In a recent meta-analysis involving more than 16,000 patients from 97 eligible studies on solid tumors, it was shown that PD-L1 expression assessed by immunohistochemistry significantly correlated with decreased overall and disease-free survival rates of patients [17]. This could be due to the fact that high PD-L1 levels have been shown to reduce T-cell function and to weaken the host’s immune response against the tumor [1]. In this regard, previous studies demonstrated the association of high PD-L1 expression and decreased survival rates  also in CCA [22, 24, 26]. However, other investigators could not confirm this finding  [25, 28]. Our data corrobates the findings of PD-L1 associated decreased overall survival in CCA patients. Additionally, using a PD-L1 expression cut-off of > 5% tumor cells, PD-L1 expression displays some prognostic stratification power in CCA patients (p < 0.001; Fig. 2b). Notably, prognostic significance was only detected using the cut-off of 5% of PD-L1 positive tumor cells. Whether PD-L1 positive CCAs show better response to anti-PD-L1 treatment and whether one clone is superior to reliably identify these patients is not clear based on the available data. This question should be addressed in future clinical trials. We did not detect a prognostic impact of PD-L1 positive stromal cells. However, detailed characterization of PD-L1 positive stromal cells merit future investigations. In addition, the question of whether specific stromal cells may predict the response to novel therapeutic approaches represents an interesting task for future functional studies of the stromal compartment in CCA.

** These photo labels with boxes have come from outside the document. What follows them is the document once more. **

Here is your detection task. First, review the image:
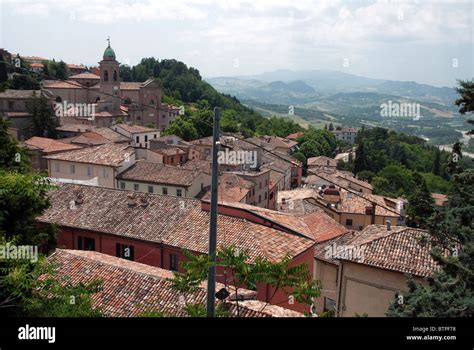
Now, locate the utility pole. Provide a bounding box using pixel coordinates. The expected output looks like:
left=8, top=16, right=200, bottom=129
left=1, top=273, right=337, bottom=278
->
left=207, top=107, right=221, bottom=317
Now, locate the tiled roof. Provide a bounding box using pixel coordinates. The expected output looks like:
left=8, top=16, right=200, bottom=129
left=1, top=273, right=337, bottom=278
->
left=38, top=184, right=314, bottom=261
left=336, top=225, right=439, bottom=277
left=180, top=160, right=211, bottom=174
left=69, top=72, right=100, bottom=80
left=219, top=198, right=348, bottom=242
left=48, top=249, right=303, bottom=317
left=153, top=146, right=188, bottom=156
left=43, top=80, right=84, bottom=89
left=114, top=124, right=159, bottom=134
left=120, top=81, right=142, bottom=90
left=25, top=136, right=81, bottom=153
left=118, top=160, right=201, bottom=187
left=45, top=143, right=135, bottom=167
left=0, top=89, right=41, bottom=98
left=203, top=173, right=255, bottom=202
left=308, top=156, right=337, bottom=167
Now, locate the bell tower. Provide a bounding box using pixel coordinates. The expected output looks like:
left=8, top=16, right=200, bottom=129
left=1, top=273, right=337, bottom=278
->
left=98, top=37, right=121, bottom=111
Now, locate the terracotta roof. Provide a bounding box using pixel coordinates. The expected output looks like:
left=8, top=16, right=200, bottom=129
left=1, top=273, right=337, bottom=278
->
left=114, top=124, right=159, bottom=134
left=47, top=249, right=303, bottom=317
left=45, top=143, right=135, bottom=167
left=180, top=159, right=211, bottom=174
left=69, top=72, right=100, bottom=80
left=431, top=193, right=448, bottom=207
left=25, top=136, right=81, bottom=153
left=118, top=160, right=202, bottom=187
left=203, top=173, right=255, bottom=202
left=0, top=89, right=41, bottom=99
left=43, top=80, right=84, bottom=89
left=153, top=146, right=188, bottom=156
left=336, top=225, right=439, bottom=277
left=219, top=201, right=348, bottom=242
left=286, top=131, right=304, bottom=140
left=308, top=156, right=337, bottom=167
left=120, top=81, right=142, bottom=90
left=38, top=184, right=314, bottom=261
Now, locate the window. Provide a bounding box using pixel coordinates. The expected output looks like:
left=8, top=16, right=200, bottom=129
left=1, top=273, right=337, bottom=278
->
left=324, top=297, right=336, bottom=311
left=115, top=243, right=135, bottom=261
left=170, top=254, right=179, bottom=271
left=77, top=236, right=95, bottom=251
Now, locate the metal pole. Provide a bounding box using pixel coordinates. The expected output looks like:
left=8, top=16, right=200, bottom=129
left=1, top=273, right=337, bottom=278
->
left=207, top=107, right=221, bottom=317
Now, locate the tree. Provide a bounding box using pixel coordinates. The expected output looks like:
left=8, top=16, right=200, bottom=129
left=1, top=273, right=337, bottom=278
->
left=0, top=54, right=8, bottom=85
left=0, top=115, right=30, bottom=173
left=26, top=92, right=57, bottom=138
left=433, top=148, right=441, bottom=176
left=171, top=247, right=320, bottom=316
left=354, top=139, right=371, bottom=175
left=387, top=170, right=474, bottom=317
left=407, top=173, right=435, bottom=229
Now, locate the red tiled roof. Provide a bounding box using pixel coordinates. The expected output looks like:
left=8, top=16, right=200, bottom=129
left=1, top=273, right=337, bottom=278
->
left=336, top=225, right=439, bottom=277
left=43, top=249, right=303, bottom=317
left=25, top=136, right=81, bottom=153
left=45, top=143, right=135, bottom=167
left=117, top=160, right=202, bottom=187
left=38, top=184, right=314, bottom=261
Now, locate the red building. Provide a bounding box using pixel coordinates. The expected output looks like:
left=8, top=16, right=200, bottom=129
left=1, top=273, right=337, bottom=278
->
left=38, top=185, right=325, bottom=312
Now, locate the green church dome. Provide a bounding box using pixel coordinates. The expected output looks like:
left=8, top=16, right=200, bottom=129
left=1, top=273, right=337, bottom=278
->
left=104, top=44, right=115, bottom=61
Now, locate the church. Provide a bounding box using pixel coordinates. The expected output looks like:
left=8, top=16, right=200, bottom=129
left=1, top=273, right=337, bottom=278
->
left=42, top=40, right=180, bottom=130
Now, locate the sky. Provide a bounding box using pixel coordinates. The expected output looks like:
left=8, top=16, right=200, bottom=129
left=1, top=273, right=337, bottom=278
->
left=0, top=0, right=474, bottom=86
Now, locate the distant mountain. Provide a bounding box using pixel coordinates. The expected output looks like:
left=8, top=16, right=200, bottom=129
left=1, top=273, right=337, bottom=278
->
left=206, top=70, right=456, bottom=105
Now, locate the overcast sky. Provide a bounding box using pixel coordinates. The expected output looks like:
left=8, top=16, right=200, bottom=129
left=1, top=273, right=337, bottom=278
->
left=0, top=0, right=474, bottom=86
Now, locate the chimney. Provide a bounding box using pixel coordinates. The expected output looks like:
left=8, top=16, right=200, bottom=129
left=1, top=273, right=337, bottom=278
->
left=72, top=186, right=84, bottom=204
left=127, top=193, right=137, bottom=207
left=139, top=196, right=148, bottom=208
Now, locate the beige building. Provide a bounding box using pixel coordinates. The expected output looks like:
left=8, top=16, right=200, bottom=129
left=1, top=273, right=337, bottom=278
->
left=314, top=225, right=438, bottom=317
left=45, top=143, right=135, bottom=188
left=111, top=124, right=160, bottom=148
left=117, top=160, right=211, bottom=198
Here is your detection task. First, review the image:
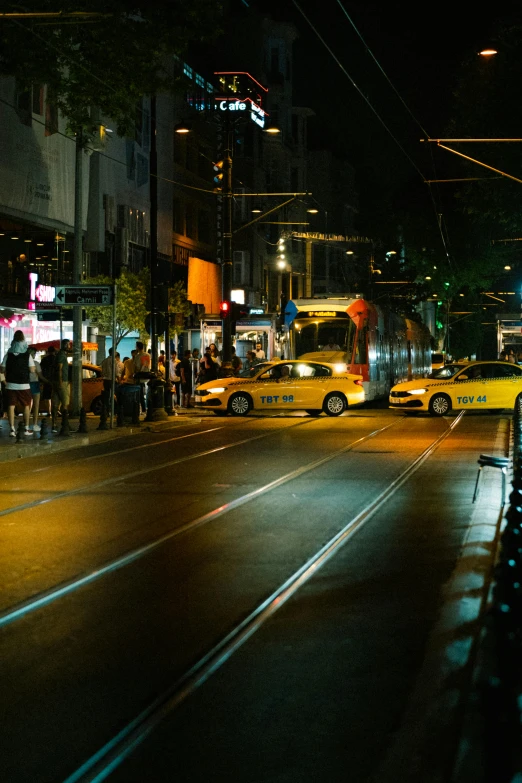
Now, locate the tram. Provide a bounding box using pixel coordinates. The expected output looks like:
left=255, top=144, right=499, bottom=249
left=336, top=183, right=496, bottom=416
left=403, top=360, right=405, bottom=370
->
left=283, top=295, right=431, bottom=400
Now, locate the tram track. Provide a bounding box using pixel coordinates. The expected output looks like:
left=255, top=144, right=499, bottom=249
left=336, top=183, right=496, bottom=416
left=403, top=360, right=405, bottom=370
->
left=0, top=419, right=315, bottom=517
left=55, top=412, right=464, bottom=783
left=0, top=417, right=402, bottom=627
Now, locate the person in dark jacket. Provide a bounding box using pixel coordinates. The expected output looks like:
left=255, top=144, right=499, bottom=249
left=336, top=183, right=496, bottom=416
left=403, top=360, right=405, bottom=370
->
left=0, top=329, right=36, bottom=438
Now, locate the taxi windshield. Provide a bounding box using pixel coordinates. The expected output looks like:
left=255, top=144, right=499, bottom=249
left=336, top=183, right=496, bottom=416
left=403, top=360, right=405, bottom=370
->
left=239, top=362, right=273, bottom=378
left=430, top=364, right=466, bottom=378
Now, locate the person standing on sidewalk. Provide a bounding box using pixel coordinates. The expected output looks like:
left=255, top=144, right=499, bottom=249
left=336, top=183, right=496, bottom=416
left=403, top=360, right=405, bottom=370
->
left=178, top=348, right=192, bottom=408
left=169, top=351, right=181, bottom=407
left=29, top=348, right=47, bottom=432
left=134, top=340, right=150, bottom=413
left=50, top=337, right=70, bottom=432
left=0, top=329, right=36, bottom=438
left=101, top=348, right=123, bottom=410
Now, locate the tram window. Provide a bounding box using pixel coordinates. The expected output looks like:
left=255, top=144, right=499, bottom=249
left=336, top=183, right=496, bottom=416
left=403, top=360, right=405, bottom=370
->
left=354, top=326, right=368, bottom=364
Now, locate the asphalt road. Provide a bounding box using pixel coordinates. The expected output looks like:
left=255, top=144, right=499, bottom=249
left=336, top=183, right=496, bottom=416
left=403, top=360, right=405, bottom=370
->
left=0, top=409, right=510, bottom=783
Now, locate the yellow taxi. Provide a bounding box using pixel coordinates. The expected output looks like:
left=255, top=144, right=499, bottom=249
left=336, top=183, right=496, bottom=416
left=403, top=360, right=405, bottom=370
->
left=389, top=361, right=522, bottom=416
left=194, top=360, right=364, bottom=416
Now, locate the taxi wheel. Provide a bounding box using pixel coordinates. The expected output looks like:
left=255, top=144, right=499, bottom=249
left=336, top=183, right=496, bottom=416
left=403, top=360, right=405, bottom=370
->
left=429, top=394, right=451, bottom=416
left=323, top=392, right=348, bottom=416
left=228, top=392, right=252, bottom=416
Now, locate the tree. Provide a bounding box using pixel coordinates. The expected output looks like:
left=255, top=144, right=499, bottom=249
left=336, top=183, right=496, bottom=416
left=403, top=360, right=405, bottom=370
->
left=85, top=268, right=190, bottom=347
left=0, top=0, right=222, bottom=135
left=85, top=269, right=149, bottom=347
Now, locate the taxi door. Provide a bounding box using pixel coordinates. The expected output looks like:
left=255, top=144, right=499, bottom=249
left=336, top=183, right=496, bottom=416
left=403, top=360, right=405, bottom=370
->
left=249, top=362, right=294, bottom=410
left=292, top=362, right=324, bottom=409
left=454, top=364, right=505, bottom=410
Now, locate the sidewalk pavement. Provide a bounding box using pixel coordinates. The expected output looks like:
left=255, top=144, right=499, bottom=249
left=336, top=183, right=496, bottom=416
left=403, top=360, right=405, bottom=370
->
left=0, top=408, right=211, bottom=462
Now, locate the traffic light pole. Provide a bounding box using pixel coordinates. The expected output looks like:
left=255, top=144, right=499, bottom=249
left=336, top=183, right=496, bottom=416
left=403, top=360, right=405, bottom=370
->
left=221, top=113, right=233, bottom=363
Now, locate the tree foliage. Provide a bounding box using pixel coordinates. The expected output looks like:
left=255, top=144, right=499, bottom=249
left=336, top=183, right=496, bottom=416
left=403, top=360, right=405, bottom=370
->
left=85, top=268, right=190, bottom=346
left=0, top=0, right=222, bottom=135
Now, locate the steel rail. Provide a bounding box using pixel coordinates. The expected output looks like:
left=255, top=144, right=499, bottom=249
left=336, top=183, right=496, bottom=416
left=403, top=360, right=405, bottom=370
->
left=0, top=419, right=316, bottom=517
left=0, top=417, right=403, bottom=627
left=63, top=411, right=465, bottom=783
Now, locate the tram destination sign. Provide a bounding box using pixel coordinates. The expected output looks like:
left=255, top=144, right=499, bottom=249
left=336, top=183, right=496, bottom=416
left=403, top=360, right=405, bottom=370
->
left=54, top=285, right=114, bottom=306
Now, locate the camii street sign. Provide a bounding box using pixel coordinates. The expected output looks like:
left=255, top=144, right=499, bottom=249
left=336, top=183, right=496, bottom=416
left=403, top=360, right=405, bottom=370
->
left=54, top=285, right=114, bottom=306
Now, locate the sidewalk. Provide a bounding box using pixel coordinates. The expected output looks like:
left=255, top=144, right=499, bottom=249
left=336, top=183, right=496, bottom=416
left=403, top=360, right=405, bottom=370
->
left=0, top=408, right=207, bottom=462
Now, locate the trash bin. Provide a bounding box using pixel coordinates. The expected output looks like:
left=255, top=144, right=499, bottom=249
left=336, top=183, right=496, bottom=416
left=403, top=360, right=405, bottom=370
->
left=147, top=378, right=165, bottom=410
left=116, top=383, right=140, bottom=416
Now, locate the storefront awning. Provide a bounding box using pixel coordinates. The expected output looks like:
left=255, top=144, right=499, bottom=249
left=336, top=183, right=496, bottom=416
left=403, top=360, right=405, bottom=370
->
left=29, top=340, right=98, bottom=351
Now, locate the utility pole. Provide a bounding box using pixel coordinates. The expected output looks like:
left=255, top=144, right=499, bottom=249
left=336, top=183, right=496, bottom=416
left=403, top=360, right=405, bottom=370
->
left=221, top=112, right=233, bottom=363
left=72, top=127, right=83, bottom=416
left=149, top=94, right=158, bottom=372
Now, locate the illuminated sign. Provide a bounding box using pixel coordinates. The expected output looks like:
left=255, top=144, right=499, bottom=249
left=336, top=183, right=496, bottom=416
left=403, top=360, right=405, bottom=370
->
left=27, top=272, right=56, bottom=310
left=216, top=98, right=266, bottom=128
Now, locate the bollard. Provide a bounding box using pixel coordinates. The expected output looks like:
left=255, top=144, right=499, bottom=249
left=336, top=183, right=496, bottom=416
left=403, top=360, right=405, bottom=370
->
left=98, top=405, right=109, bottom=430
left=78, top=408, right=87, bottom=432
left=39, top=419, right=49, bottom=440
left=59, top=408, right=71, bottom=438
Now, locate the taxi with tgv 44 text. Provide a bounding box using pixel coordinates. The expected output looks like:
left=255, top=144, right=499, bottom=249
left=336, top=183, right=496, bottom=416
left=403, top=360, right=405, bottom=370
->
left=195, top=360, right=365, bottom=416
left=389, top=361, right=522, bottom=416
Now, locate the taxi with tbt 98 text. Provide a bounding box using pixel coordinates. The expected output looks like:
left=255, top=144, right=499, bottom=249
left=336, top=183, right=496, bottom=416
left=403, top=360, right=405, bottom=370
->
left=389, top=361, right=522, bottom=416
left=195, top=360, right=364, bottom=416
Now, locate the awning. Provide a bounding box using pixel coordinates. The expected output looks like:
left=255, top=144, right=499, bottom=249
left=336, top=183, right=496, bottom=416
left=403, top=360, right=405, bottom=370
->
left=29, top=340, right=98, bottom=352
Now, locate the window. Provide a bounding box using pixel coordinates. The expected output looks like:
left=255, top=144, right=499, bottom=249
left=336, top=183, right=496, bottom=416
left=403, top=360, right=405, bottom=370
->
left=172, top=198, right=183, bottom=234
left=185, top=204, right=194, bottom=239
left=198, top=209, right=210, bottom=245
left=33, top=84, right=43, bottom=117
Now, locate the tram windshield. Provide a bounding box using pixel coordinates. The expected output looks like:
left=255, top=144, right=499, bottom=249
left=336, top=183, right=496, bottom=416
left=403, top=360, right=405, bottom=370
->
left=294, top=318, right=356, bottom=357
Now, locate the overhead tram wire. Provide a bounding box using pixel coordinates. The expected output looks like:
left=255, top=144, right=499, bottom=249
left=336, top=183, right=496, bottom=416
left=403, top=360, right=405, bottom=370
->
left=337, top=0, right=452, bottom=267
left=292, top=0, right=425, bottom=182
left=337, top=0, right=429, bottom=138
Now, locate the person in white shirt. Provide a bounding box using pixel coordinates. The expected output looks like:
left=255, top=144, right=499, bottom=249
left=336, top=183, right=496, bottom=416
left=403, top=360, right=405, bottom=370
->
left=0, top=329, right=36, bottom=438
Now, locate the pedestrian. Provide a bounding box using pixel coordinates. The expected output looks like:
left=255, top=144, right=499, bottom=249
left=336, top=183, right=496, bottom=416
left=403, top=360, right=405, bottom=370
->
left=230, top=346, right=243, bottom=375
left=40, top=345, right=56, bottom=418
left=178, top=348, right=192, bottom=408
left=29, top=348, right=47, bottom=432
left=169, top=351, right=182, bottom=408
left=101, top=348, right=123, bottom=410
left=134, top=340, right=151, bottom=413
left=49, top=338, right=69, bottom=432
left=0, top=329, right=36, bottom=438
left=123, top=350, right=136, bottom=384
left=199, top=345, right=218, bottom=383
left=209, top=343, right=221, bottom=367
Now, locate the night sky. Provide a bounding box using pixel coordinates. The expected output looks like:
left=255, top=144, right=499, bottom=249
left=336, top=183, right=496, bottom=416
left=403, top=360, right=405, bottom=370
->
left=250, top=0, right=522, bottom=231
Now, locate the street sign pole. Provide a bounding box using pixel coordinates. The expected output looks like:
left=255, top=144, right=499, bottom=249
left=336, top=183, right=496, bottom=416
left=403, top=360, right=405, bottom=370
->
left=110, top=284, right=118, bottom=430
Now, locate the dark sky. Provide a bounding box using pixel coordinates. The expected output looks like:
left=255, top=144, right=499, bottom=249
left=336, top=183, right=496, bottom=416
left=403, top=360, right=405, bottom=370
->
left=248, top=0, right=522, bottom=214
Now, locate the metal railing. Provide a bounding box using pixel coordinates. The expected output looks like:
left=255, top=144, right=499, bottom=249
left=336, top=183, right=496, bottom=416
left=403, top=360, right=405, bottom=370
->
left=481, top=400, right=522, bottom=783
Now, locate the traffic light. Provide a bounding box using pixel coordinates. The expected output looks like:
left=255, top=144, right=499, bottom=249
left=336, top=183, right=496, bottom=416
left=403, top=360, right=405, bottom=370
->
left=212, top=160, right=224, bottom=190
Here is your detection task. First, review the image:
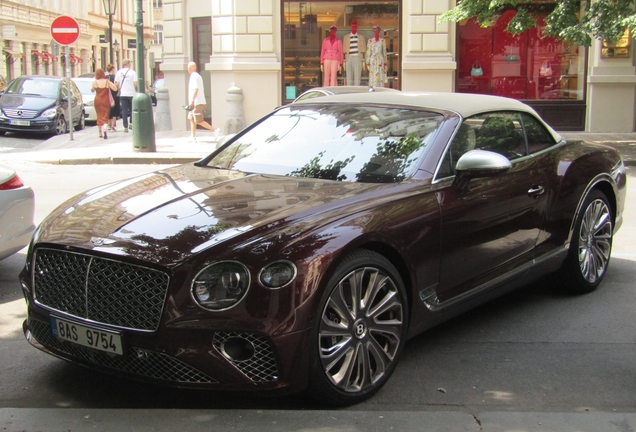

Here, we report in a large and well-characterized cohort of non-liver fluke associated CCAs that the frequency of PD-L1 positive CCAs is low, employing stringent immunohistochemical PD-L1 testing guidelines. Apart from an association of decreased overall survival in patients with  PD-L1 positive tumors, no significant association of PD-L1 status with any other clinicopathological variable of CCA patients was detected. Additionally, we showed that the selection of appropriate PD-L1 antibodies and careful evaluation of immunohistochemical staining patterns have a great impact on PD-L1 testing in CCA. We hope that our study paves the way for clinical trials that are clearly required to investigate the effects of PD-L1 targeted immunotherapy in CCA patients.